Mozilla Privacy Not Included: “How to protect your privacy from ChatGPT and other AI chatbots” (curated article). This article is a snapshot of the AI-tool privacy landscape at one point in time. Vendor policy updates happen faster than Mozilla’s review cycles, so any specific settings-path instruction it gives may be partially out of date for any given product by the time you check. Treat its framework (the multi-layer settings problem, the documentation-complexity problem) as durable; treat its per-product specifics as a starting point for your own verification against the vendor’s current documentation.

Mozilla Foundation blog: “AI privacy: ChatGPT, Claude, Copilot data handling”. This blog post grounds the documentation-complexity observation (the eighteen-document figure) and the researcher commentary the lesson quotes. The figure is a snapshot; documentation counts shift as vendors add, remove, and consolidate policy pages.
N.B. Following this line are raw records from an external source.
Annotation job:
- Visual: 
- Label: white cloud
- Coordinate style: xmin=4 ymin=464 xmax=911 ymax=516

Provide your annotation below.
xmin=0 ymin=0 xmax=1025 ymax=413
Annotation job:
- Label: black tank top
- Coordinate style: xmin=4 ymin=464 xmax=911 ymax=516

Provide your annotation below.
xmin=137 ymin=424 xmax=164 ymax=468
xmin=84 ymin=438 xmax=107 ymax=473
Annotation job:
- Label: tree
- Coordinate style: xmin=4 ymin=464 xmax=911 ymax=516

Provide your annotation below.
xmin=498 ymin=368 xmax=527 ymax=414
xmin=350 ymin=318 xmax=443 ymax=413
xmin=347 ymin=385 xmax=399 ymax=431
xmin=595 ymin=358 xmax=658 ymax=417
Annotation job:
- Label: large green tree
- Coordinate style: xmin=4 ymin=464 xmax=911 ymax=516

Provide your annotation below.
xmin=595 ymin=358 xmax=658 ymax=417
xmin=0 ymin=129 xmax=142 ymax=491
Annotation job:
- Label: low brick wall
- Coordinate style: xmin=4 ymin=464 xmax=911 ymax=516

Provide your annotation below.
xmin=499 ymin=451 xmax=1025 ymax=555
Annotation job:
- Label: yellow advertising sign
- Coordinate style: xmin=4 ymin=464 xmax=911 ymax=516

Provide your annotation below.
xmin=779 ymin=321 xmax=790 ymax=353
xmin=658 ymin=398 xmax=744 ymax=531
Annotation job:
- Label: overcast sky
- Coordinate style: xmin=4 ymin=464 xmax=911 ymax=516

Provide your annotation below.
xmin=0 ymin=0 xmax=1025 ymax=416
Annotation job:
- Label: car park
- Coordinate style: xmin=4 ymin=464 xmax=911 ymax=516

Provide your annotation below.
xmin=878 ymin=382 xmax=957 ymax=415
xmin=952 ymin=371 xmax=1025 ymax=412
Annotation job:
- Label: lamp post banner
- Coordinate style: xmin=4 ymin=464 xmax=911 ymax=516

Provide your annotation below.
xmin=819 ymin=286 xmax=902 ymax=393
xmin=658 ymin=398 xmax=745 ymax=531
The lesson cites the figure as a useful illustration of the complexity, not as a stable count. The blog post also leans advocacy in tone, like the broader Mozilla Privacy Not Included program; read it for the diagnosis of the complexity problem, not as a neutral comparison of vendors.

EFF Surveillance Self-Defense: “Your Security Plan”. This is EFF SSD’s introduction to personal threat modeling; it is the source lesson 1.2 builds on directly. For the purposes of this lesson 1.1 (which only forward-references it), the limitation worth naming is that SSD is one well-considered framework, not the only valid one. Other personal threat-modeling frameworks exist (enterprise standards, journalist-specific guides) and would name the same underlying concepts differently. SSD is also U.S.-centric in its worked examples even though the underlying concepts are jurisdiction-neutral.

Adjacent lessons

Section titled “Adjacent lessons”

Topics this lesson connects to in the rest of the track.

  • Lesson 1.2: Your starting point. The immediate next lesson. Takes the three worries you can now name and turns them into the seed of your personal threat model. One paragraph exercise: what am I protecting, and from whom?

  • Phase 3: Threat models in plain language. The phase that formalizes the vocabulary this lesson introduces informally. After Phase 3, you will have a four-category vocabulary for the threats this lesson lumps together as “storage and leak risk” and “vendor lock-in” (vendor retention, training-data inclusion, breach exposure, and government subpoena or bulk surveillance), each with distinct defenses.

  • Phase 4: The five-question vendor rubric. Gives you a ten-minute repeatable check for any AI tool. The rubric operationalizes the three worries (especially the Vendor lock-in worry) into specific questions you can ask every time a new tool enters your workflow.

  • Lesson 6.6: Your complete privacy plan. The final lesson in this track. Returns to the paragraph you write in lesson 1.2 and builds it into a full personal plan. The three worries you named here become the top-level categories of that plan.